While Leonard is often credited as the father of the modern pit stop, Glen was equally as responsible. The two developed a communication and strategy plan that was one of the best in NASCAR for several decades.

Wood Brothers Racing, which has 99 Cup victories, remains the oldest continuous racing team in NASCAR. Among the drivers that have raced for the team are Hall of Famers David Pearson, Curtis Turner, Junior Johnson, Joe Weatherly, Fred Lorenzen, Cale Yarborough, Dale Jarrett and Bill Elliott.

Born on July 18, 1925, Glen retired as a driver at the age of 39, assuming full-time duties as the team’s chief administrator, a role that he handled for nearly 30 years before relegating the role to sons Eddie and Len.

Through the years, Wood’s name mysteriously changed. His birth certificate lists his first name as Glenn, but somewhere along the way the last letter was dropped.

Wood received the colorful nickname of “Wood Chopper” early on for how he used to cut timber at a Virginia sawmill. But when Glen started racing, that nickname followed him and became somewhat of a calling card for his winning ways.

“When he pulled into a racetrack, and the announcer would say, ‘Here comes the Wood Chopper from Stuart, Virginia,’ you knew you had a challenger that night,” Ned Jarrett, a fellow NASCAR Hall of Famer, said of Glen Wood in a 2012 NASCAR Hall video of Glen Wood’s career. “Glen Wood, he was the master.”

Kyle Petty, who drove for the Wood Brothers during his career, was a Hall of Fame voter when the group discussed who to induct in the 2012 class. Behind the closed doors, Petty made an impassioned speech for the voters to select Wood for induction.

“I think people forget the breadth of somebody’s career sometimes when it spans as long as his,” Kyle Petty said that day in 2011.

In a statement, Edsel B. Ford II, member of the Board of Directors for Ford Motor Company, said of Wood’s passing:

“This is a difficult day for all of us at Ford Motor Company. Glen Wood was the founding patriarch of the oldest continuously operating NASCAR Cup Series team and we consider Wood Brothers Racing a part of our family, the Ford Family. The Wood Brothers race team, by any measure, has been one of the most successful racing operations in the history of NASCAR. Most importantly for our company, Glen and his family have remained loyal to Ford throughout their 69-year history.

“Glen was an innovator who, along with his family, changed the sport itself.  But, more importantly, he was a true Southern gentleman who was quick with a smile and a handshake and he was a man of his word.   I will cherish the memories of our chats in the NASCAR garage, at their race shop in Mooresville or the racing museum in Stuart.  My most memorable moment with Glen was with he and his family in the #21 pit box watching Trevor Bayne win the 2011 Daytona 500 and the celebration that followed in victory lane.”

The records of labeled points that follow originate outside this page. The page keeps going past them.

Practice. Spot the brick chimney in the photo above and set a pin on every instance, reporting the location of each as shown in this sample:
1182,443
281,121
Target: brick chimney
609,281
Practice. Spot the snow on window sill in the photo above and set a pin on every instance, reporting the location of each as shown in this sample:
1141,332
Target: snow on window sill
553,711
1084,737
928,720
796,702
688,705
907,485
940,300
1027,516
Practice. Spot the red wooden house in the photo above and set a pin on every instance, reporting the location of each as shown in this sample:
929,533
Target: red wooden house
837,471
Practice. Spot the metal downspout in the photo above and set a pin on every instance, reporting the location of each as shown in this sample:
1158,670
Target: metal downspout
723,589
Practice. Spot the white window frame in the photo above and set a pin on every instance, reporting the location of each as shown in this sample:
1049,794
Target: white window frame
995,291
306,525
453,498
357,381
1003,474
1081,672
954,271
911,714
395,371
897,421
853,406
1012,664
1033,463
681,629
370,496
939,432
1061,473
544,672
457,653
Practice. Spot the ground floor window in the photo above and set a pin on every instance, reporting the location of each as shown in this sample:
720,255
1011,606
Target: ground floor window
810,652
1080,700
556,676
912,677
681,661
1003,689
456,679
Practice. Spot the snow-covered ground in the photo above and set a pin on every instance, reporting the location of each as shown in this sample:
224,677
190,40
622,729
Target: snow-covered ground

In a statement, NASCAR’s Jim France said: “In every way, Glen Wood was an original. In building the famed Wood Brothers Racing at the very beginnings of our sport, Glen laid a foundation for NASCAR excellence that remains to this day. As both a driver and a team owner, he was, and always will be, the gold standard. But personally, even more significant than his exemplary on-track record, he was a true gentleman and a close confidant to my father, mother and brother. On behalf of the France family and all of NASCAR, I send my condolences to the entire Wood family for the loss of a NASCAR giant.”

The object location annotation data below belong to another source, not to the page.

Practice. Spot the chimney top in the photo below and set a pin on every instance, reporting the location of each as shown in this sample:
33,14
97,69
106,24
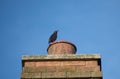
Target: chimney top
61,47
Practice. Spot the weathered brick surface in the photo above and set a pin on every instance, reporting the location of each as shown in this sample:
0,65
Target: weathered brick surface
30,64
53,74
54,63
91,63
45,75
59,69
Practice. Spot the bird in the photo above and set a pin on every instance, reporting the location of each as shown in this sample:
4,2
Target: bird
53,37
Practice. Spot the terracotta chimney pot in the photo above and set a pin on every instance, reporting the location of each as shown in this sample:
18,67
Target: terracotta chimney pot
61,47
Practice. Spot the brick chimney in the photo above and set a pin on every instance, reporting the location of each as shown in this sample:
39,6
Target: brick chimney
61,63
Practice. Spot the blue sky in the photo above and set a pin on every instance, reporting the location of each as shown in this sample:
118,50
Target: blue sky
92,25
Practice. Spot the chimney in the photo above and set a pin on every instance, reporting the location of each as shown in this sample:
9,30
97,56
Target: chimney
62,62
61,47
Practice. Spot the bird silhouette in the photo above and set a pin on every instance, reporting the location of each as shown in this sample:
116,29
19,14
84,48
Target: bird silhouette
53,37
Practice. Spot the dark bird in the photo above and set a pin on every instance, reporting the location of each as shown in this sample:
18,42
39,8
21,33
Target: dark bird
53,37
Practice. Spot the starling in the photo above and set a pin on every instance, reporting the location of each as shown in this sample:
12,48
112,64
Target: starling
53,37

In a statement, Indianapolis Motor Speedway President J. Douglas Boles said: “Everyone at the Indianapolis Motor Speedway is saddened by the passing of Glen Wood. The word ‘legendary’ sometimes is overused, but it absolutely fits Glen and the team that he and his brother, Leonard, founded and built into a powerhouse in NASCAR. Wood Brothers Racing has such a deep, rich connection to IMS through its multiple entries in the Brickyard 400 and by serving as the pit crew for the Lotus/Ford that Jim Clark drove to victory in the 1965 Indianapolis 500. Glen’s legacy as a fine driver and motorsports innovator will be matched only by his enduring status as one of racing’s true gentlemen and class acts.”